The output of Abel Ferrara, a never-nominated New Yorker responsible for the likes of Bad Lieutenant and King of New York, may have been too superficially similar to that of Martin Scorsese for the most acclaimed stretch of his career to gain as much positive notice as it deserved. But as he's gotten more lo-fi and austere in recent years, Ferrara has also foregrounded the qualities that always made him a remarkable auteur: quietly intense attention to his troubled characters and a deceptively understated visual sense.

4:44 Last Day on Earth, his mostly-maligned take on our last night of existence centered around a boho couple played by Willem Dafoe and Shanyn Leigh, was not only one of the best films of the year but also yet another showcase for its director's distinct skill behind the camera. Dealing in Skype conversations and introspection rather than the usual extinction-event accouterments, it's most memorable some nine months later for the calm with which it confronts the end of the world — an inversion of a tired genre that few others would have handled with such restraint.

The Academy's complete avoidance of Ferrara over the last few decades really is odd: he's a quintessentially American filmmaker whose violent, urban backdrops have often served as canvases on which to paint portraits of faith and redemption. But he's also been either too controversial or seemingly humble to ever land a Best Director nod — an oversight the Academy would do well to correct this year but won't.

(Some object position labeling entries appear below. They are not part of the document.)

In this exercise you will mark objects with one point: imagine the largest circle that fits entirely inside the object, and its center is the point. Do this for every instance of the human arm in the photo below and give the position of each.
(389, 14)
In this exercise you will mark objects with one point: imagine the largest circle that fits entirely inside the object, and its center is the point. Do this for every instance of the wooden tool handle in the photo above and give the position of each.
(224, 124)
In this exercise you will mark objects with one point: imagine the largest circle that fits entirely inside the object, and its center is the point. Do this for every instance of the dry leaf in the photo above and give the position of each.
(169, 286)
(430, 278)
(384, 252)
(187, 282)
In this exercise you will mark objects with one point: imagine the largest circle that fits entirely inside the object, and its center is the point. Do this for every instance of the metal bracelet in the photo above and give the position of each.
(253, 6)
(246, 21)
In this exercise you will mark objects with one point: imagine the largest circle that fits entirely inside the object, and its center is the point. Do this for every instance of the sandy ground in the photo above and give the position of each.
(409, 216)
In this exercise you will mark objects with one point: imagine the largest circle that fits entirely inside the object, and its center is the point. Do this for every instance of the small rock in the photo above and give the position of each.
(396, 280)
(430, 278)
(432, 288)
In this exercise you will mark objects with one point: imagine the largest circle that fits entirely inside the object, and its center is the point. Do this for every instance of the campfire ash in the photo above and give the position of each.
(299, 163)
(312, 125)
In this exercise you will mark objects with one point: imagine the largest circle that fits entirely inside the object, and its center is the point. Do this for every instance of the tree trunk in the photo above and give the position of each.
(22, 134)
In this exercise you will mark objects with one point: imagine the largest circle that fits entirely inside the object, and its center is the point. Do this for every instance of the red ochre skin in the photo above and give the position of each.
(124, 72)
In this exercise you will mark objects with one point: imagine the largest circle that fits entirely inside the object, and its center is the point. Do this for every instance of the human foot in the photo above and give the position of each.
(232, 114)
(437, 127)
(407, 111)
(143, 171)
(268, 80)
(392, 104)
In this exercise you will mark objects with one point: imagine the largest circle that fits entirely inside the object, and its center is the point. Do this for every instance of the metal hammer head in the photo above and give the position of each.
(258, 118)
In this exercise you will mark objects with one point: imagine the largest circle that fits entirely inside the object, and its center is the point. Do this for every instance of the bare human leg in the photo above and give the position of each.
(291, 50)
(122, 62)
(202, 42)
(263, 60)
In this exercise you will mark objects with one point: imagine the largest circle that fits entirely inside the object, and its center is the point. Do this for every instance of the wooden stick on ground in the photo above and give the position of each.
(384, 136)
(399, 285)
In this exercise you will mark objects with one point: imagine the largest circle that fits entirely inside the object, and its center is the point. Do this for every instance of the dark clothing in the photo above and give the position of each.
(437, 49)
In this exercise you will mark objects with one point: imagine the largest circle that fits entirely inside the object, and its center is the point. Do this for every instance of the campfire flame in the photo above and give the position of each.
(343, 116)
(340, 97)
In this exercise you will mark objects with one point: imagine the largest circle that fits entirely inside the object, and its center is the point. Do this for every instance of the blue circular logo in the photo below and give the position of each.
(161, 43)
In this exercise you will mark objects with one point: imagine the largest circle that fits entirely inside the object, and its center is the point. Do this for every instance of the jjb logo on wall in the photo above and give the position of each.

This is a shame on its own, but it's exacerbated by the fact that, save for Ben Affleck, every other likely nominee has either won or been nominated before. Given the list of other working directors who have never been up for this prize — Wes Anderson, David Cronenberg, Terence Davies and countless auteurs whose movies require subtitles — it should go without saying that this hardly reflects the quality of his work.